Assignment 5: Diamondback:   Defining functions
1 The Diamondback Language
1.1 Concrete Syntax
1.2 Abstract Syntax
1.3 Semantics
1.4 Implementation
1.5 Tail calls
1.6 Extra credit:   Printing stack traces
1.7 Testing
2 Running main
3 List of Deliverables
4 Grading Standards
5 Submission
7.2

Assignment 5: Diamondback: Defining functions

Due: Thu 02/14 at 8:59pm

git clone

In this assignment, you’ll implement a compiler for a small language with functions declarations and function calls, conforming to the C stack layout. You’ll also add some static well-formedness checks to the compiler.

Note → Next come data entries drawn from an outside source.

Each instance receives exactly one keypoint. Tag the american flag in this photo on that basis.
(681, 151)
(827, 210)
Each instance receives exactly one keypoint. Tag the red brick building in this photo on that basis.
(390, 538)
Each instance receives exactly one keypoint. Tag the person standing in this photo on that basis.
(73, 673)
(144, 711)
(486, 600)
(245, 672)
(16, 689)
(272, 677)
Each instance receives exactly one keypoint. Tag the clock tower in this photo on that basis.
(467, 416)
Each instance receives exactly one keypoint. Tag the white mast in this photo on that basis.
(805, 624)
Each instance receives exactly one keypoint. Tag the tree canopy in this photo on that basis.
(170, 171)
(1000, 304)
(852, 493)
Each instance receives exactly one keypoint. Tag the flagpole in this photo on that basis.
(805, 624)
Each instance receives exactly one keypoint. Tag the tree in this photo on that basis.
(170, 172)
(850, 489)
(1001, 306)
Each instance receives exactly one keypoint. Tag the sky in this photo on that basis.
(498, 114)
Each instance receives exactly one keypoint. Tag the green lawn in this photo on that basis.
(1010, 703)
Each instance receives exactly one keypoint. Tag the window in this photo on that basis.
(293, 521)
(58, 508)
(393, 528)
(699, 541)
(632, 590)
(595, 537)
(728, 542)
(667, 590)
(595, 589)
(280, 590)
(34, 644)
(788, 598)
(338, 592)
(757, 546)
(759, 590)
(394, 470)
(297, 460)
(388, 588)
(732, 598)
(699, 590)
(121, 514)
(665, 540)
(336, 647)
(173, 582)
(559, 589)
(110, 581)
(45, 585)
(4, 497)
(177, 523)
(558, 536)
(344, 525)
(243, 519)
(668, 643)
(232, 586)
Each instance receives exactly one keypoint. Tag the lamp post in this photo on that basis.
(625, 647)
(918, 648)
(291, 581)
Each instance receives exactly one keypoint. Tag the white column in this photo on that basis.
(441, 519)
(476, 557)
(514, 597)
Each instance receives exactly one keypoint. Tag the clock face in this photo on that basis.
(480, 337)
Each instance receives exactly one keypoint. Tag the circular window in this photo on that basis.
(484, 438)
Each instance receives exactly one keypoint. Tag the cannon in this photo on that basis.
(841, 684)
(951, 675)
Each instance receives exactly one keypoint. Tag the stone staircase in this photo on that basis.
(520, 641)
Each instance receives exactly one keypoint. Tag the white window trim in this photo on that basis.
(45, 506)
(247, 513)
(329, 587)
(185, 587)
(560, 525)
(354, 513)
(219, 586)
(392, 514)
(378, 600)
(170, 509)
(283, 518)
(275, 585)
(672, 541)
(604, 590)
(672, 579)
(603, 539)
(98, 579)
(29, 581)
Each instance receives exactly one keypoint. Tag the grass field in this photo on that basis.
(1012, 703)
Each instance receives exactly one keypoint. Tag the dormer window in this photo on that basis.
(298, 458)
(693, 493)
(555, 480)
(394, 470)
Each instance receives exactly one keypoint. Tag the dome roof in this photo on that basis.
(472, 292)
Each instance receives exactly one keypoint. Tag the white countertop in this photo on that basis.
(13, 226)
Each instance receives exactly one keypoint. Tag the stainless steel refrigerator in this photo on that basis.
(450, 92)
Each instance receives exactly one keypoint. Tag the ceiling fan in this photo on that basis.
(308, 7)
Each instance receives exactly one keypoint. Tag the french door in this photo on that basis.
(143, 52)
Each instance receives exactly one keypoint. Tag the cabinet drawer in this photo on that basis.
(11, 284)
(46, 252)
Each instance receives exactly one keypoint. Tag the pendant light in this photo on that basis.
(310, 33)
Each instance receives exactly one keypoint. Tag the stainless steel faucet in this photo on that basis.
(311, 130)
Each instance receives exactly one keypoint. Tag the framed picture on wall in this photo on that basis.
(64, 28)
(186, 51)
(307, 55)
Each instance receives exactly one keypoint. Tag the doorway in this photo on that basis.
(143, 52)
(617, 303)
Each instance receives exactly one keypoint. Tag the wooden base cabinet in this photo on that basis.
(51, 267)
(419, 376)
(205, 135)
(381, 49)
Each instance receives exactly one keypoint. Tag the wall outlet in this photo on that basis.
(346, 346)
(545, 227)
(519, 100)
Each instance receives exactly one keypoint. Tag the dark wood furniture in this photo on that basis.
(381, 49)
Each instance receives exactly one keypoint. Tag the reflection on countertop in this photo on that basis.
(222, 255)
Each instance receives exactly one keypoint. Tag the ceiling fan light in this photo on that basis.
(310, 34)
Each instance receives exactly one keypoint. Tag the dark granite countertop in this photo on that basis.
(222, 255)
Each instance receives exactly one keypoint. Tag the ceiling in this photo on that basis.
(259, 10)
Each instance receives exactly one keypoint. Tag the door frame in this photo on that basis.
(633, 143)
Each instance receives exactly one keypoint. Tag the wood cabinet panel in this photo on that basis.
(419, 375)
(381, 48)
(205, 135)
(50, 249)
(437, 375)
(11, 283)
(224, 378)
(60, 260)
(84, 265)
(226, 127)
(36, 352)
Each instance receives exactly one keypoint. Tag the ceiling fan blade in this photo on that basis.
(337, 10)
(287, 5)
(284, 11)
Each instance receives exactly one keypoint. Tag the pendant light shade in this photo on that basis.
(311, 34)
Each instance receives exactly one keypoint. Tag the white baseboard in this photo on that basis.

As for the project acronym, so far our greatest minds have come up with

1 The Diamondback Language

As usual, we have concrete and abstract syntaxes, along with a specification of semantics.

1.1 Concrete Syntax

The major addition to Diamondback are function declarations. Our programs are now a sequence of zero or more function declarations, followed by a single main expression.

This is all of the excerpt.